Drug prescribed for depression could lower the risk of dementia

Lithium – a drug usually prescribed for conditions such as bipolar disorder and depression – may lower the risk of developing dementia, a new study suggests.

Researchers say the findings support the possibility that lithium could be a preventative treatment for dementia, and could be tested in clinical trials.

While previous studies have proposed lithium as a potential treatment for those diagnosed with dementia or early cognitive impairment, it is unclear whether it can delay or prevent the development of the condition as these studies have been limited in size.

Dementia is one of the leading causes of death in elderly people across western populations, and there is currently no preventative treatment available.

It is thought more than 55 million people worldwide have dementia, with Alzheimer’s disease being the most common form.

‘The number of people with dementia continues to grow, which puts huge pressure on healthcare systems,’ said Shanquan Chen from the University of Cambridge’s department of psychiatry, who is the study’s author.

‘It’s been estimated that delaying the onset of dementia by just five years could reduce its prevalence and economic impact by as much as 40%,’ said Chen.

The researchers, from the University of Cambridge, conducted an analysis of the health records of nearly 30,000 patients over the age of 50 from the Cambridgeshire and Peterborough NHS Foundation Trust.

According to the study, the patients who received lithium were less likely to develop dementia than those who did not, although the overall number of patients who received lithium was small.

Lithium is a mood stabiliser usually prescribed for conditions such as bipolar affective disorder and depression.

‘Bipolar disorder and depression are considered to put people at increased risk of dementia, so we had to make sure to account for this in our analysis,’ said Chen.

Researchers analysed data from patients who accessed mental health services from Cambridgeshire and Peterborough NHS Foundation Trust between 2005 and 2019.

The patients received at least a one-year follow-up appointment and had not been previously diagnosed with either mild cognitive impairment or dementia.

Of the 29,618 patients, 548 patients had been treated with lithium. Their average age was just under 74 years with around 40% of patients being male.

For the group that had received lithium, 53 or 9.7% were diagnosed with dementia. In the group that had not received lithium, 3,244 or 11.2%, were diagnosed with dementia, researchers found.

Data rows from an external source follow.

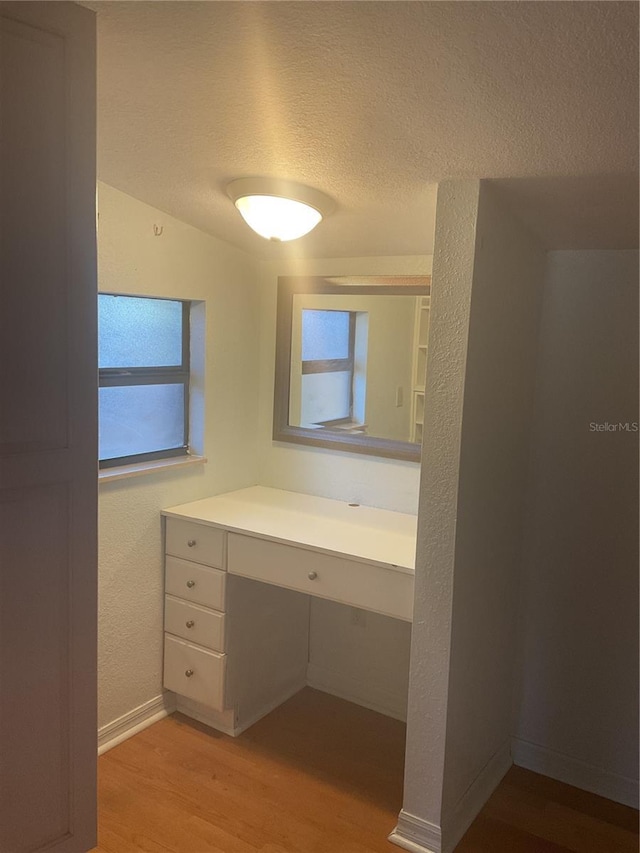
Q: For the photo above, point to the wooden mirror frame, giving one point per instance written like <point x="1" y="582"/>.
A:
<point x="288" y="287"/>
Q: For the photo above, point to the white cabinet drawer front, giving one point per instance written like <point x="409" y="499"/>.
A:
<point x="194" y="623"/>
<point x="198" y="584"/>
<point x="195" y="673"/>
<point x="197" y="542"/>
<point x="348" y="581"/>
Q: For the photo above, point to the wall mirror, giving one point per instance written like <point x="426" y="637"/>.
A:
<point x="351" y="361"/>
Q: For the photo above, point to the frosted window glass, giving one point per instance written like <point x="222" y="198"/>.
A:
<point x="140" y="419"/>
<point x="325" y="397"/>
<point x="139" y="332"/>
<point x="325" y="335"/>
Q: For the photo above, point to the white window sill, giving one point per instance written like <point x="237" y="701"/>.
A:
<point x="140" y="469"/>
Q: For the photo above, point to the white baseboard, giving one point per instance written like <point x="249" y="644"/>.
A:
<point x="344" y="686"/>
<point x="134" y="721"/>
<point x="572" y="771"/>
<point x="457" y="821"/>
<point x="417" y="835"/>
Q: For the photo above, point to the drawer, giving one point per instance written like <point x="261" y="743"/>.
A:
<point x="195" y="673"/>
<point x="197" y="542"/>
<point x="194" y="623"/>
<point x="351" y="582"/>
<point x="198" y="584"/>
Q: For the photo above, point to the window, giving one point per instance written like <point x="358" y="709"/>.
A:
<point x="328" y="347"/>
<point x="143" y="359"/>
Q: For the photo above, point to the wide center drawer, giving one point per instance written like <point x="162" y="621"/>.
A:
<point x="195" y="583"/>
<point x="194" y="623"/>
<point x="194" y="672"/>
<point x="348" y="581"/>
<point x="198" y="542"/>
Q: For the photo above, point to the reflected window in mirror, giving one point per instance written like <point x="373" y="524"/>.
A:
<point x="350" y="358"/>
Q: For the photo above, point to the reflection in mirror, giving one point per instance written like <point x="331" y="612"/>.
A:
<point x="351" y="363"/>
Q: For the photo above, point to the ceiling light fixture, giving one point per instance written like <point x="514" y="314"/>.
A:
<point x="279" y="210"/>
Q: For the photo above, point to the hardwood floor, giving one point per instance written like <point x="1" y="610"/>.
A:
<point x="318" y="775"/>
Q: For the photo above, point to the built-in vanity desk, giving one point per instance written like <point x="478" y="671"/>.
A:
<point x="234" y="648"/>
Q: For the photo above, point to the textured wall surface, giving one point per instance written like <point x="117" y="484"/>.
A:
<point x="429" y="674"/>
<point x="578" y="700"/>
<point x="508" y="281"/>
<point x="188" y="264"/>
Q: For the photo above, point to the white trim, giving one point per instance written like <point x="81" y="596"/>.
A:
<point x="139" y="469"/>
<point x="134" y="721"/>
<point x="572" y="771"/>
<point x="345" y="686"/>
<point x="465" y="811"/>
<point x="416" y="835"/>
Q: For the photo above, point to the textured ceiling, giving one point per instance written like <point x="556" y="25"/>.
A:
<point x="374" y="102"/>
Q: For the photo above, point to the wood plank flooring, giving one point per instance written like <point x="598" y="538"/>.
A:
<point x="318" y="775"/>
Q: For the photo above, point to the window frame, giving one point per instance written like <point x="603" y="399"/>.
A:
<point x="118" y="377"/>
<point x="336" y="365"/>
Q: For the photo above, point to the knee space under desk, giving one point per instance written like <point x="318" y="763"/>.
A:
<point x="237" y="563"/>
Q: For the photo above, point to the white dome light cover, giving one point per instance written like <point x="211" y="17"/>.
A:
<point x="279" y="210"/>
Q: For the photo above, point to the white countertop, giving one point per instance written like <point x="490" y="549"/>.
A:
<point x="362" y="533"/>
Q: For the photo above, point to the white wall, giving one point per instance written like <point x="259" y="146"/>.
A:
<point x="377" y="676"/>
<point x="487" y="285"/>
<point x="508" y="280"/>
<point x="577" y="706"/>
<point x="385" y="483"/>
<point x="185" y="263"/>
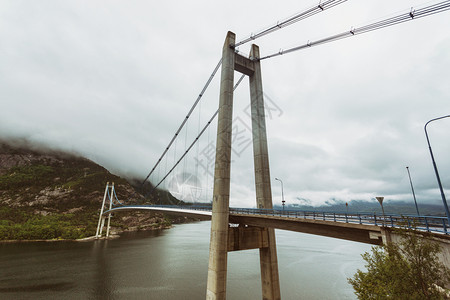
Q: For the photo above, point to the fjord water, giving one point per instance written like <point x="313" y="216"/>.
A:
<point x="173" y="264"/>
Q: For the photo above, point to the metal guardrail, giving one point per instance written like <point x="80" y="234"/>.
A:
<point x="426" y="223"/>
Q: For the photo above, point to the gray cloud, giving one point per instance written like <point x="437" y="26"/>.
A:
<point x="114" y="81"/>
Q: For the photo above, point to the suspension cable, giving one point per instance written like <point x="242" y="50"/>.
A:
<point x="185" y="119"/>
<point x="413" y="14"/>
<point x="298" y="17"/>
<point x="196" y="139"/>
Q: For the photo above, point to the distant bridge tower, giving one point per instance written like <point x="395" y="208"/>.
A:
<point x="223" y="237"/>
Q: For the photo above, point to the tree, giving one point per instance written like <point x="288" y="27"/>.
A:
<point x="409" y="269"/>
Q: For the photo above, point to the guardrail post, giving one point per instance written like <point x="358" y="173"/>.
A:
<point x="445" y="227"/>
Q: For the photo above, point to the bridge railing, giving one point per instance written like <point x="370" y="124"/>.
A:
<point x="424" y="223"/>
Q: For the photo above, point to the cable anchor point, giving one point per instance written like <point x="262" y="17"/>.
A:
<point x="320" y="5"/>
<point x="411" y="13"/>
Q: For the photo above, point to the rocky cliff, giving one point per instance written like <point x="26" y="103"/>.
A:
<point x="46" y="194"/>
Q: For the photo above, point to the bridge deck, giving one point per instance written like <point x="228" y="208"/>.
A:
<point x="364" y="228"/>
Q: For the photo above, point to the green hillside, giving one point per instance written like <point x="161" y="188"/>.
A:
<point x="53" y="195"/>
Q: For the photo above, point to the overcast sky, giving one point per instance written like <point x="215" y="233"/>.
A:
<point x="112" y="80"/>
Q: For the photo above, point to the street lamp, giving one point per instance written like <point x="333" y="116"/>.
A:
<point x="380" y="200"/>
<point x="412" y="188"/>
<point x="282" y="192"/>
<point x="435" y="168"/>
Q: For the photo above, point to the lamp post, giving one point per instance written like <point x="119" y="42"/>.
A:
<point x="435" y="168"/>
<point x="282" y="192"/>
<point x="380" y="200"/>
<point x="412" y="188"/>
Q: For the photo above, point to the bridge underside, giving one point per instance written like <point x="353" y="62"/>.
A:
<point x="368" y="234"/>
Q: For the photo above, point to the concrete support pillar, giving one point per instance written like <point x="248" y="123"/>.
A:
<point x="217" y="268"/>
<point x="268" y="255"/>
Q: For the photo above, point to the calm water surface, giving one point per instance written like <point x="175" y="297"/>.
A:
<point x="173" y="264"/>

But since the overall number of patients receiving lithium was small and this was an observational study, researchers feel the need for larger clinical trials to establish lithium as a potential treatment for dementia.

Another limitation of the study was the number of patients who had been diagnosed with bipolar disorder, which is normally associated with an increased risk of dementia. The findings were published in the PLoS Medicine journal.

‘We expected to find that patients with bipolar disorder were more likely to develop dementia, since that is the most common reason to be prescribed lithium, but our analysis suggested the opposite,’ said Chen.

‘It’s far too early to say for sure, but it’s possible that lithium might reduce the risk of dementia in people with bipolar disorder,’ he said.

Dr Sara Imarisio, head of research at Alzheimer’s Research UK, said: ‘Alzheimer’s Research UK are now funding science at the University of Newcastle to see whether lithium could be a future treatment for Alzheimer’s disease using a new brain imaging technique.

‘This project will help lay the groundwork for careful clinical trials, which are ultimately the only way to know if lithium could be an effective treatment for people with Alzheimer’s.’

There is a desperate need for new dementia treatments and where there is evidence that an existing, widely used, relatively safe and inexpensive drug could help, it is vital that researchers follow up on this as quickly as possible,’ she added.

In separate research, published in Alzheimer’s and Dementia: The Journal of the Alzheimer’s Association, researchers found extended napping in elderly people may signal dementia.

Researchers from UC San Francisco (UCSF) and Harvard Medical School together with Brigham and Women’s Hospital, also found that once dementia or mild cognitive impairment was diagnosed, they also started napping more, and for longer.

They suggest their findings depart from the theory that daytime napping in older people only compensates for poor night-time sleep. Instead, it points to work by other UCSF researchers suggesting dementia may affect the key areas of the brain related to sleep.

‘I don’t think we have enough evidence to draw conclusions about a causal relationship, that it’s the napping itself that caused cognitive ageing, but excessive daytime napping might be a signal of accelerated ageing or cognitive ageing process,’ said the study’s co-senior author Yue Leng.